Apple should be coerced into adopting USB-C on iPhone. Their refusal to do so has been an explicit, repeated failure on Apple's behalf. The iPhone is one of the only remaining Apple products that does not use USB-C, and it's exclusion is entirely unnecessary since USB-C's base-spec was designed by Apple and well-exceeds the capabilities of Lightning.

At the end of the day, it's a serial port. People should stop acting like Apple is being asked to re-engineer the Death Star, and recognize that this is a change so rudimentary that people on YouTube do it for a fun weekend project.
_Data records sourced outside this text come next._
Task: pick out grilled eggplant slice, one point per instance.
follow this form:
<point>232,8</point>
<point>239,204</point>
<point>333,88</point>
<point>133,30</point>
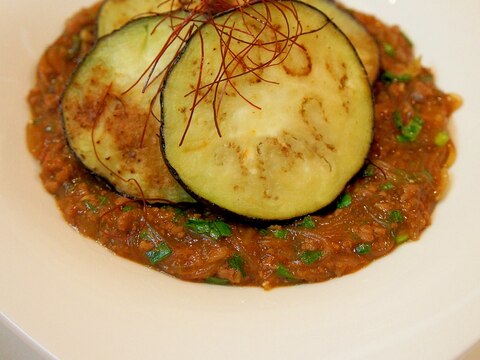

It's the textbook definition of a failure, and the EU has every right to hold Apple accountable for the insane things they call 'innovation' in the US.

Apple could, though.
Apple make billions every quarter and at this point no one can realistically unseat them.

They collect pretty much all the profit in the phone market.

They don’t technically have a monopoly, but they are in an incredibly strong position which is close to being guaranteed for the short and medium term.

"fine, they don't have a monopoly - which I stated as fact - but they are too successful for my liking and I get a high off of forcing compliance"
To be clear, I'm a massive fan of Apple.

Was just trying to explain that although they don't technically have a monopoly in the phone market, they do hold a huge amount of power.

In a basic sense, monopolies were outlawed to try to keep markets fair, but Apple are in such a strong position now that they have pretty much the same level of influence that a company with an actual monopoly would have.

Being highly profitable isn't illegal, monopolies are.
Sure. But what was the whole reason for making monopolies illegal?
https://en.wikipedia.org/wiki/Sherman_Antitrust_Act - You can read about it here and branch out to other resources and articles.

It's not about profit, directly at least. A company making twice the profit while selling half the product of their competitor is not in any violation of anti-monopoly/trust/whatever laws.